Woman seeks volunteers to make quilts for wounded soldiers

J. H. Osborne • Jul 6, 2008 at 12:00 AM

Pam Wiggins poses recently with one of the quilts she has made to send to a wounded soldier. Times-News photo.


CHURCH HILL — Pam Wiggins is recruiting volunteers.

Yes, like Uncle Sam in vintage military posters, Pam Wiggins wants you ... to join her.

Your mission, should you accept: show support and provide comfort, through that ultimate symbol of comfort — the handmade quilt, blanket or throw — for wounded American soldiers.

She’s trying to get the word out to our region’s quilters, sewers and crafters that there’s an organization that needs hand-made items to distribute to recovering U.S. soldiers as they prepare to come back stateside.

Wiggins calls the effort a “mission of love.”

And what shows love better than a homemade quilt?

“It’s something to sort of hold them over until they can get home to their families,” Wiggins said. “There’s a lot of love that goes into a quilt. They’ve given so much of themselves, it’s nice to be able to give them something of ourselves to let them know we are thinking about them.”

Wiggins said she was spurred on in her mission when she purchased a trinket on a recent trip to Gatlinburg. Inscribed on it was the phrase “Home of the free, because of the brave.”

“That’s the way I feel,” Wiggins said. “We’re free and able to do what we want to, because of these soldiers. They give pieces of themselves. And they need to know that we are still thinking about them and that we care.”

Wiggins attributes her son-in-law with inspiring her to try and draw local participation in what is a larger organized effort.

“Stephen (Skelton) is a major in the United States Army Reserve who was recently activated to serve with the 7th Army Reserve Command located in Kaiserslautern, Germany,” Wiggins said. “One of his many duties is visiting with wounded soldiers at Landstuhl Regional Medical Center (LRMC).”

Each month that hospital facility sees about 500 soldiers who are brought there directly from Iraq and Afghanistan, Wiggins said.

The soldiers stay at LRMC until they are healthy enough to continue their journey back to the United States where they will endure many more surgeries and rehabilitation.

“Before they leave there, they’re awarded a Purple Heart,” Wiggins said. “These soldiers are our sons, daughters, brothers, sisters, husbands, wives. My mission is to try and help an organization known as ‘Soldier’s Angels’ to make sure each and every one of these wounded soldiers has a piece of home to make their days brighter and literally warm their souls with all of our love.

“What we need is handmade quilts or throws — something that will let these young men and women know that we have not forgotten them, that we are proud of them, and without them, would not enjoy the freedom we experience.”

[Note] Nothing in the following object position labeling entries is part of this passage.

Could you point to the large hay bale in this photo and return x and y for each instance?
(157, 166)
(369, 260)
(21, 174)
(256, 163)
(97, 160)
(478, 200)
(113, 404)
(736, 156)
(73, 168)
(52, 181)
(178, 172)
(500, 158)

Wiggins provided the following, which can be found online along with more information at http://soldiersangels.org.

•To donate a handmade quilt to an American soldier (and, if you choose, a letter of your appreciation for what they have given for you), please address them to:

21st TSC, Medical Transient Detachment

ATTN: Soldiers’ Angels, MaryAnn Phillips

UNIT 23203

APO AE 09263

Blankets of Hope Guidelines

•Size: Minimum 45”x 60”, maximum 60” x 80”.

•Fabrics: Fleece or quilted cotton/flannel with batting.

•If using double-sided fleece, please finish the edges. If using single-sided fleece, please back with another fabric and tack with embroidery thread. If using purchased fleece blankets, please personalize with buttons, appliqué, etc.

•“No-sew” blankets: Many people enjoy making these in groups. Online: www.exploringwomanhood.com/homelife/ideas/pom-jan03.htm.

•Fleece panels, perfect for the non-sewer, are available at various retailers.

•Colors: Most recipients are men. Bright/patriotic colors are good.

• Important: Roll (or fold) each blanket tightly, tie with a ribbon, and tag with a note: “Made with love and hope for your recovery by (your name) from Soldiers’ Angels.”

•You may include your e-mail address. Soldiers often contact quilt donors to express their thanks.

Shipping Tips

•Parcel post is fine.

•Save your postage receipts, which may be tax-deductible.

•Consider asking your local VFW, or other veterans’ organization to sponsor your project by paying for shipping.